# Los Angeles - Quest of the Sorcerer King



## HelloChristian (Mar 25, 2008)

The Sorcerer King has grown weary of the Prime Material plane. He wishes to abdicate his throne and explore other dimensions. He has no heir, but realizes it his duty to pick a successor. To this end, he has designed a grand quest. The person who completes it will have acquired the wisdom and skill necessary to lead the realm. 

The quest will span a variety of planes, pocket dimensions and other magical places. There will be many dangerous foes to fight, traps to avoid and puzzles to solve. The quest is open to anyone, so beggars and nobles alike will be seeking their fortune. The only stipulation is that individuals must begin with no magical arms nor armor and no more than a few hundred gold coins in equipment. Questors are allowed - and even encouraged - to pool their resources. 

There is no guarantee of survival. Those who have successfully completed the quest will be judged by the Sorcerer King himself.

To get started, you have been given a map indicating the location of the first objective.

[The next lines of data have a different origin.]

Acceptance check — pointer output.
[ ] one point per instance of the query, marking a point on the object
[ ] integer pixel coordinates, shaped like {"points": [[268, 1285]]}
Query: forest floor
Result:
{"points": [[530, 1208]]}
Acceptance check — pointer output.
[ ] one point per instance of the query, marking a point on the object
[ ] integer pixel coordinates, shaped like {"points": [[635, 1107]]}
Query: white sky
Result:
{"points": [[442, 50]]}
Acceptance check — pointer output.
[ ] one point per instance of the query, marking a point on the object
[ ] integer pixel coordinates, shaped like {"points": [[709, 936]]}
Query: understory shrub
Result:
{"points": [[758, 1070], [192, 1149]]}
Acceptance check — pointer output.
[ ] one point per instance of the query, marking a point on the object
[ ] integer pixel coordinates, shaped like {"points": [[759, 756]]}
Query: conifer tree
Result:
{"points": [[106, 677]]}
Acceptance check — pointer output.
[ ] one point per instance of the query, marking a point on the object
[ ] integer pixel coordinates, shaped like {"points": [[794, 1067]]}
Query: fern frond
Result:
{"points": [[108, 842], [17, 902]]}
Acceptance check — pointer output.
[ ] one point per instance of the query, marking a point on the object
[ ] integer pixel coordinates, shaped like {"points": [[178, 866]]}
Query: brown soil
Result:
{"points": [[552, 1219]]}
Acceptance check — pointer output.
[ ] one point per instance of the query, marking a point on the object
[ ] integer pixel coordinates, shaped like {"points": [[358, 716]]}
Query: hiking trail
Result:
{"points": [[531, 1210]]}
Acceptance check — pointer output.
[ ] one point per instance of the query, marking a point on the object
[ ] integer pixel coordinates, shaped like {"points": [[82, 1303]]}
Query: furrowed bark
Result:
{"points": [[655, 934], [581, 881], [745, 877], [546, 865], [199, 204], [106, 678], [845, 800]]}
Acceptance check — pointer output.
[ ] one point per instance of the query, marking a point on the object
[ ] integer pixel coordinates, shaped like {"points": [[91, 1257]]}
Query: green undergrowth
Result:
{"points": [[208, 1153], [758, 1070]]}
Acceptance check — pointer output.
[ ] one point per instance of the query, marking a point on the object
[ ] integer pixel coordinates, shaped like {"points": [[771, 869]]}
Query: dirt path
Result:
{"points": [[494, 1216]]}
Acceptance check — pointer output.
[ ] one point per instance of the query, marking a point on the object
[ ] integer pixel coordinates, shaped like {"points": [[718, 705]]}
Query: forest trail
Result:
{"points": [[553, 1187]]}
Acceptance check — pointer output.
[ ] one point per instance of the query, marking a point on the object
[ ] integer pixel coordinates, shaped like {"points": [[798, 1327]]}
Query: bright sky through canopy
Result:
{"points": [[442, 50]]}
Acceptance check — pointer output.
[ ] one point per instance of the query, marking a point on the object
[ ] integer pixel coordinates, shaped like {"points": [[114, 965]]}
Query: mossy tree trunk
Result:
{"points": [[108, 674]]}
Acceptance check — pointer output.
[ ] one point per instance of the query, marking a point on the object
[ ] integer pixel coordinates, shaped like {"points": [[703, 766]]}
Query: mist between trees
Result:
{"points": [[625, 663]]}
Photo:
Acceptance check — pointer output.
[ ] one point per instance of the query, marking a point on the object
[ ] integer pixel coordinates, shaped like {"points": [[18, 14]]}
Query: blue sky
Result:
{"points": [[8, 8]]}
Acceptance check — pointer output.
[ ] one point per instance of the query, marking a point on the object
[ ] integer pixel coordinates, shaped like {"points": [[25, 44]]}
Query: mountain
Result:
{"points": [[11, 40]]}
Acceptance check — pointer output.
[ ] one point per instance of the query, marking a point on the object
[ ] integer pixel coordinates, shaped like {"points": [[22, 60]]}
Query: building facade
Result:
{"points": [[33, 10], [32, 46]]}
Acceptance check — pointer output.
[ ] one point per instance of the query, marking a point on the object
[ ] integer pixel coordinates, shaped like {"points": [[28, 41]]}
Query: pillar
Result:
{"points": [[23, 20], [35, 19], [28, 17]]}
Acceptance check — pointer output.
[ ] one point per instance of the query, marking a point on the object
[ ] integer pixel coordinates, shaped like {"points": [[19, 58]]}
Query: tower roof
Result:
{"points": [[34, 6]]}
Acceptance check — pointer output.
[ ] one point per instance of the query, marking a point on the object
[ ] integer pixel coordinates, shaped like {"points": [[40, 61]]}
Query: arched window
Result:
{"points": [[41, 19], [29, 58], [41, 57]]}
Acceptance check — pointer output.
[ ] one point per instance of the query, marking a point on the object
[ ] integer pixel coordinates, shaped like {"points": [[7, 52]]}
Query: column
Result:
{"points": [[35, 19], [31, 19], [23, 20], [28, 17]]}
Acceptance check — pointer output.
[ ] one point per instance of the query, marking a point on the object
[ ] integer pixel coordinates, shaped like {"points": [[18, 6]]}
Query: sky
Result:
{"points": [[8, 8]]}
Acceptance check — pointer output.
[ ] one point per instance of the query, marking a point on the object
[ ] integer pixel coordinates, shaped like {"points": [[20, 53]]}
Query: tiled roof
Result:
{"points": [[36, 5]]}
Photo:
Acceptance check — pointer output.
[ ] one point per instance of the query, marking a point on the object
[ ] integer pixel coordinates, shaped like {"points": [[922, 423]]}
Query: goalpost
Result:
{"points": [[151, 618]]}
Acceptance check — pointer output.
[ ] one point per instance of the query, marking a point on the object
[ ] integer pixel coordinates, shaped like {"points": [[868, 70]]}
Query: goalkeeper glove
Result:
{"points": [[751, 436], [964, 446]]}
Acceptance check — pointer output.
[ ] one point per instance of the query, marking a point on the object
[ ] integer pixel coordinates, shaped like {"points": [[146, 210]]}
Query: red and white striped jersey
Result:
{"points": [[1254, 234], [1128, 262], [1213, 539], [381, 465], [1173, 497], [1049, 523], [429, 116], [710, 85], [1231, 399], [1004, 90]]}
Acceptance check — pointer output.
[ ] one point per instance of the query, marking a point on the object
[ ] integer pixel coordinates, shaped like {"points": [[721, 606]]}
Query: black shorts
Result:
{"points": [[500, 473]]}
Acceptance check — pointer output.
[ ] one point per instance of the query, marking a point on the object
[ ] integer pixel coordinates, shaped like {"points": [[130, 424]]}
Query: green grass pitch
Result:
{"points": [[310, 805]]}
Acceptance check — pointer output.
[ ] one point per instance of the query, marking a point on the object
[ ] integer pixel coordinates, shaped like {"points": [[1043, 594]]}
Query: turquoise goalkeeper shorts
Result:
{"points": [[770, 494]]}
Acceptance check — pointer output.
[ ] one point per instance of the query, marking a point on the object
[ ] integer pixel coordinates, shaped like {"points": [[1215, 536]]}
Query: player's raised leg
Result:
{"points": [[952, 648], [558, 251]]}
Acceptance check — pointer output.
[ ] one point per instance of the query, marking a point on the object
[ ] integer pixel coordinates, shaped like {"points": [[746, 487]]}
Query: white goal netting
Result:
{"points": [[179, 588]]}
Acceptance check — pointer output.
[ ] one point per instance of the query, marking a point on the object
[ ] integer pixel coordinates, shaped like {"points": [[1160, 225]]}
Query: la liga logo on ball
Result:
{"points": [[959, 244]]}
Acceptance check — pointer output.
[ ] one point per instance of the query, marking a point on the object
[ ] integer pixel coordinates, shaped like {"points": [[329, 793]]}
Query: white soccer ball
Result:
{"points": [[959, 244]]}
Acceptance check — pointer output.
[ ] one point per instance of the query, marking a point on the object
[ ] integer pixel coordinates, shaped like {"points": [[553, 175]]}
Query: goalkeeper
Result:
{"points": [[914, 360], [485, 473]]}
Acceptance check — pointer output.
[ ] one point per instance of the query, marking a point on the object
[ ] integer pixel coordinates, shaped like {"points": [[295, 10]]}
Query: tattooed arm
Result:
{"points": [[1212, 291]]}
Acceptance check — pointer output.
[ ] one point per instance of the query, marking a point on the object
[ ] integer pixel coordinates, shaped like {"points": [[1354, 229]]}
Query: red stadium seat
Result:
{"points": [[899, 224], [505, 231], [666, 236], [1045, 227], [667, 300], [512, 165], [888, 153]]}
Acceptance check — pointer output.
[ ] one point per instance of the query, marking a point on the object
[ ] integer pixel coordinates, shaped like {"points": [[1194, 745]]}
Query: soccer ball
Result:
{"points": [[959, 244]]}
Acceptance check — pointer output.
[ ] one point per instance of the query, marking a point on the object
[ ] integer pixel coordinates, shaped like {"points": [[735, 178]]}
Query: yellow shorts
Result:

Travel to the town of Tradegate to retrieve a magical wand and a golden key, which will be used to open a portal to the next quest location. Good luck!

---------------------

This campaign will use the 3.5 D&D rules and is designed to emulate NES role-playing games. Sessions will involve role-playing combat, problem solving and exploration. Each session should be a self-contained adventure, although some objectives may require a few sessions to play out. As the campaign progresses, the kingdom the players may one day rule will be revealed, along with the planes and pocket dimensions it borders. 

This game is intended to be light, fun and to allow a gamers to get to know one another in a casual atmosphere. After several months of gaming, it might be nice to transition to 4e after we've gelled as a group. 

We will play every other Sunday from 12 to 4 (or 5) in Westwood at my apartment. I have space for up to 5 players.

I'd like to get started this Sunday (March the 30th), play again the following Sunday (April the 6th) then assume a bi-weekly schedule. I think that two back to back sessions might help get us off to a good start. If that won't work with your schedule, then we can certainly make adjustments. 

We will use the PHB for character creation. All races and classes are welcome. Ability scores will be generated using the point buy method on page 169 in the DMG. Build your character with 28 points. 

About Me: My name is Christian. I'm 36, living in Westwood with my wife. I work in education and am a dedicated surfer. I also publish Iridia, a weekly role-playing game zine. Our home is smoke and alcohol free, although you are more than welcome to bring something to drink if you'd like. No smoking, though. Feel free to bring a lunch or you can order something for delivery. I hope you consider joining my campaign!

Hit me up at Christian@IridiaZine.net if you're interested.


----------



## HelloChristian (Mar 29, 2008)

Hello folks,

I'm still looking for a few more players. I've decided to push the start date to next Sunday, April 6. So far we have a rogue and ranger, so there's plenty of room. 

Peace,
Christian


----------



## HelloChristian (Apr 8, 2008)

Hello everyone,

We held our first session and had a great time. Three players were in attendance and it seemed to go quite well. I have set up a web space to act as a campaign log. Here's the link: http://iridiazine.net/quest.htm 

We are still in need to 1-2 players and would love to have you at the table. Our next session is going to be Sunday, April 20th from 12 to 5 pm.

Peace,
Christian


----------



## HelloChristian (Apr 22, 2008)

Heya folks,

We're looking for one last player, so hopefully this will be the last thread bump. I hate to bump my own thread, but a fifth player would be great. It would ensure that we'd always have enough PCs to run a game and the diversity of classes certainly wouldn't hurt.

We held our second session this past weekend (April 20) and will meet again on Sunday, May 4. Here's the link to our campaign log: http://iridiazine.net/quest.htm 

Peace,
Christian


----------